Lettre d'informations

Mercredi 22 novembre 2006 3 22 /11 /Nov /2006 11:51
    

 Tous derrière Ségolène ROYAL

Au terme d’un débat exemplaire, digne et responsable, les adhérents du Parti Socialiste ont massivement choisi leur candidate à l’élection Présidentielle de 2007. 

Dès le premier tour, Ségolène ROYAL l’emporte largement et indiscutablement. Cette belle victoire qui en appelle d’autres, doit être celle de tous les socialistes et de tous les Français qui aspirent à une autre politique pour notre pays.
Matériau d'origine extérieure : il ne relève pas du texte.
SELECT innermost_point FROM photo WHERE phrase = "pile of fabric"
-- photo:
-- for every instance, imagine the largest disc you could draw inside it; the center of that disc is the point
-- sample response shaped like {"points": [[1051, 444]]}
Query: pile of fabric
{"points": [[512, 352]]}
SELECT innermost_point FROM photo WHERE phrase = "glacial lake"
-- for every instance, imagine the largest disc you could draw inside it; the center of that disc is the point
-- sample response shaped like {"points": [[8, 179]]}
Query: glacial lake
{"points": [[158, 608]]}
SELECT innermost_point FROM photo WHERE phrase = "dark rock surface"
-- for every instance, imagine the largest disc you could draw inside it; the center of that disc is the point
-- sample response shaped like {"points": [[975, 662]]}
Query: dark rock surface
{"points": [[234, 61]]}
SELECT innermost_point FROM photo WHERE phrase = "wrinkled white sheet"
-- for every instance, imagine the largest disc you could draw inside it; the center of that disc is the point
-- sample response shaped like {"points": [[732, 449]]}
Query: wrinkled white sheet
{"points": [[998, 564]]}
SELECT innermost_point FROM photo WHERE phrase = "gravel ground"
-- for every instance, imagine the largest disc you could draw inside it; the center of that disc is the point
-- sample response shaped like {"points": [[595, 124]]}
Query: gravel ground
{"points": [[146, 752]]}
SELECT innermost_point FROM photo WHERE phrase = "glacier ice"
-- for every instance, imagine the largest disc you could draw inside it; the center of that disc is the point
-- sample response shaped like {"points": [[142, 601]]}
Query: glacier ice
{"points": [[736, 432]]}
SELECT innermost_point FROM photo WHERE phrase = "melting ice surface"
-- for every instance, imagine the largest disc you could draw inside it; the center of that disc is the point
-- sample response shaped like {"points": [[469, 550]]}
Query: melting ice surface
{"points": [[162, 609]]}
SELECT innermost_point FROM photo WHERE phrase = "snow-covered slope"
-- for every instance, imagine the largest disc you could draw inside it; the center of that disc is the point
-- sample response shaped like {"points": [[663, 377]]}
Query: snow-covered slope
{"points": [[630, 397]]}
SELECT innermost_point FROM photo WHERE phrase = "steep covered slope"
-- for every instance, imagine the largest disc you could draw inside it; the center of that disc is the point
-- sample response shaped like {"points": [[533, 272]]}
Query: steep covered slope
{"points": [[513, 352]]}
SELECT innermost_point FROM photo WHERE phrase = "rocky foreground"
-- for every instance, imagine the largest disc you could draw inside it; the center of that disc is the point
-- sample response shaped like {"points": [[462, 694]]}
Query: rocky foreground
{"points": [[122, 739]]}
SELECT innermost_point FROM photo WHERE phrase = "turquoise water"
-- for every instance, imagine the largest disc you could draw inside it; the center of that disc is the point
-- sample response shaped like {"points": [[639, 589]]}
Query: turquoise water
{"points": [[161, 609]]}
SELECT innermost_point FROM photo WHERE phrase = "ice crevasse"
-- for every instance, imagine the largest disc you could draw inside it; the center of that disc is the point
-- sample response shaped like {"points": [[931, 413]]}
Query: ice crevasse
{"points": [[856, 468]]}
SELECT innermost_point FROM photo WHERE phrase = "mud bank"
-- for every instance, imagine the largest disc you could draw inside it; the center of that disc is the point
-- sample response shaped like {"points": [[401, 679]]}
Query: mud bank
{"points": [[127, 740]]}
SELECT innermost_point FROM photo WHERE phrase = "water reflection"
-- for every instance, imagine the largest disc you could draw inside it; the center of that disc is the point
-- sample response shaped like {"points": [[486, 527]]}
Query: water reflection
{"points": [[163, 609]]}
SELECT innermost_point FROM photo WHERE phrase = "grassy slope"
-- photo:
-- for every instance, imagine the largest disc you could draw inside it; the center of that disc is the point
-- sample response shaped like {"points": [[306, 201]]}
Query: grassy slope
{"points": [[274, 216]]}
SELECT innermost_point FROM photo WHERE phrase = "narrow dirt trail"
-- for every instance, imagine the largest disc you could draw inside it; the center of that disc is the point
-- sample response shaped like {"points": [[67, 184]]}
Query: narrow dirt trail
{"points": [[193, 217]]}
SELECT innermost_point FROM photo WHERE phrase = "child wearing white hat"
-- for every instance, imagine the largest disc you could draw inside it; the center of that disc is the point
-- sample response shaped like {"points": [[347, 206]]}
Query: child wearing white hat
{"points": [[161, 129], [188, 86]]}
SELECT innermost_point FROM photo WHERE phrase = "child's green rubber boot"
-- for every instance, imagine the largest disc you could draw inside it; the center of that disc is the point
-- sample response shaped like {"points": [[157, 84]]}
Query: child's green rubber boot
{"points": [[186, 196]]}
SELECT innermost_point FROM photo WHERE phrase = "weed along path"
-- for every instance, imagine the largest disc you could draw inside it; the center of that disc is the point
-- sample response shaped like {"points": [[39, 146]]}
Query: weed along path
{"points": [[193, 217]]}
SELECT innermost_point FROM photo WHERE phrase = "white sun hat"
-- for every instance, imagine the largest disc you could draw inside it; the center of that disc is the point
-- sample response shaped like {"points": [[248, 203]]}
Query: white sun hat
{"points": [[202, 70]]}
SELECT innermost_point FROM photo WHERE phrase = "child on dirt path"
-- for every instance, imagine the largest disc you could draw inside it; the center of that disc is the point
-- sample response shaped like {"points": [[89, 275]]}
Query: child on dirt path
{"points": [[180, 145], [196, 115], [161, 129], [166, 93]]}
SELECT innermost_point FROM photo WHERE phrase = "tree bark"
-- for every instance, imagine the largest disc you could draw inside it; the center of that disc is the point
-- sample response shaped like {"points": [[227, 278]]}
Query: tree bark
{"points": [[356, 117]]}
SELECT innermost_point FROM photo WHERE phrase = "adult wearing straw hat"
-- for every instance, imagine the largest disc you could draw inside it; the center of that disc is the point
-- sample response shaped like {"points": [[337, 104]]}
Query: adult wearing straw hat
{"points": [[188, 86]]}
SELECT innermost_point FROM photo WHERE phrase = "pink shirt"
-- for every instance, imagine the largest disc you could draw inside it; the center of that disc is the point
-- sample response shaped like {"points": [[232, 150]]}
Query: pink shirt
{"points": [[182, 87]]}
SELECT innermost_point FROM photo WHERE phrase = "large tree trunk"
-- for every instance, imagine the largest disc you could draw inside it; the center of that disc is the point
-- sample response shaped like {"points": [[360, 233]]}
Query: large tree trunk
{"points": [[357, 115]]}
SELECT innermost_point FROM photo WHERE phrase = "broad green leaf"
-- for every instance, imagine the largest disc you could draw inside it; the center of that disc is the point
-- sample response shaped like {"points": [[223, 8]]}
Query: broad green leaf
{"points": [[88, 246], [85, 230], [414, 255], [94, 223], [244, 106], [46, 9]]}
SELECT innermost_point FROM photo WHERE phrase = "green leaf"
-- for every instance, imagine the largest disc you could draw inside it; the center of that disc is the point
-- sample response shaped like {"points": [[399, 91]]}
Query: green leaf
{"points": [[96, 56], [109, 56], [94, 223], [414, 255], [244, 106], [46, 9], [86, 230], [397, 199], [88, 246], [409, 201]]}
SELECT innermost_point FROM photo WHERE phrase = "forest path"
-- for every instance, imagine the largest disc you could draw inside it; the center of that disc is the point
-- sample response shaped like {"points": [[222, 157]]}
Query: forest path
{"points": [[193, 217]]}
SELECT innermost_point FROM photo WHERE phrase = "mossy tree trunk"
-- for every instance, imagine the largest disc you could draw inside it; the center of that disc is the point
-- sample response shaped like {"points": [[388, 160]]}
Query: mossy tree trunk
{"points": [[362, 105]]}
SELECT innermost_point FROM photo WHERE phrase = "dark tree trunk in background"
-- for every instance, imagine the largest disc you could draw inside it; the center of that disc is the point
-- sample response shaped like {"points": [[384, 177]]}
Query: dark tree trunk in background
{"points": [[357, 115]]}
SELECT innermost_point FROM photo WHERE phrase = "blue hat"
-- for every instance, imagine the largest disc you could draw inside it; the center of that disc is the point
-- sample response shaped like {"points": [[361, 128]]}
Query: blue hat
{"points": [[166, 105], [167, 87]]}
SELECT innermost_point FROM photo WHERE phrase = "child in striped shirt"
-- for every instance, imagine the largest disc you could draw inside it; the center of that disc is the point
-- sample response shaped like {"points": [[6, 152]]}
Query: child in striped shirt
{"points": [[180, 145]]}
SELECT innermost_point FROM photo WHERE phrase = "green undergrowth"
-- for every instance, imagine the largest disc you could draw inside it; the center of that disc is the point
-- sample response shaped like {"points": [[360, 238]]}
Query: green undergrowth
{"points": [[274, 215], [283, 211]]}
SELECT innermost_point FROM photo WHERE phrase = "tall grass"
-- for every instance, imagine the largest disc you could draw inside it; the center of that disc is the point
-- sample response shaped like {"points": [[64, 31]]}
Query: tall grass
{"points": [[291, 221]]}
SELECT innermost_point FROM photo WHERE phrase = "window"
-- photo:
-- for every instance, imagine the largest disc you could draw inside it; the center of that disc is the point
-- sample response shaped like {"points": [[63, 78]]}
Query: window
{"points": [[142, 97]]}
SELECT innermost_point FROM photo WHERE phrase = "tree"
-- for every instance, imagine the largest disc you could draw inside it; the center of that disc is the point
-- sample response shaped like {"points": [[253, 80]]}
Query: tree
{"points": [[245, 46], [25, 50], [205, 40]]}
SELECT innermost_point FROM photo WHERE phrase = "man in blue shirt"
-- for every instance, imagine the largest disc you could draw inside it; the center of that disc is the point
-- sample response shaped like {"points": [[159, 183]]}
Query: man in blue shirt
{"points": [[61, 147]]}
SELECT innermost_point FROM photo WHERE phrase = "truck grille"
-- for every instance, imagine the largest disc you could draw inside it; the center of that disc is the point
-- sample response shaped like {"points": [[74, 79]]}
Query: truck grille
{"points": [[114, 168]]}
Ségolène ROYAL doit maintenant gagner la présidentielle et gouverner durablement.

 

Pour ma part, je me rallie, sans réserve et sans difficulté, avec mes amis, derrière notre candidate comme je m’y étais engagé pendant nos débats.

J’invite tous les militants qui ont voté pour Dominique Strauss-Kahn a en faire de même !

La rénovation du Parti Socialiste vers plus de réalisme, de modernité et de proximité va se poursuivre au-delà du 16 novembre.

J’y contribuerai de toutes mes forces. 

 

Dés demain, la campagne présidentielle commence avec des socialistes rassemblés pour faire triompher dans quelques mois l’alliance de toutes les formations de gauche et pour redonner l’espoir aux français.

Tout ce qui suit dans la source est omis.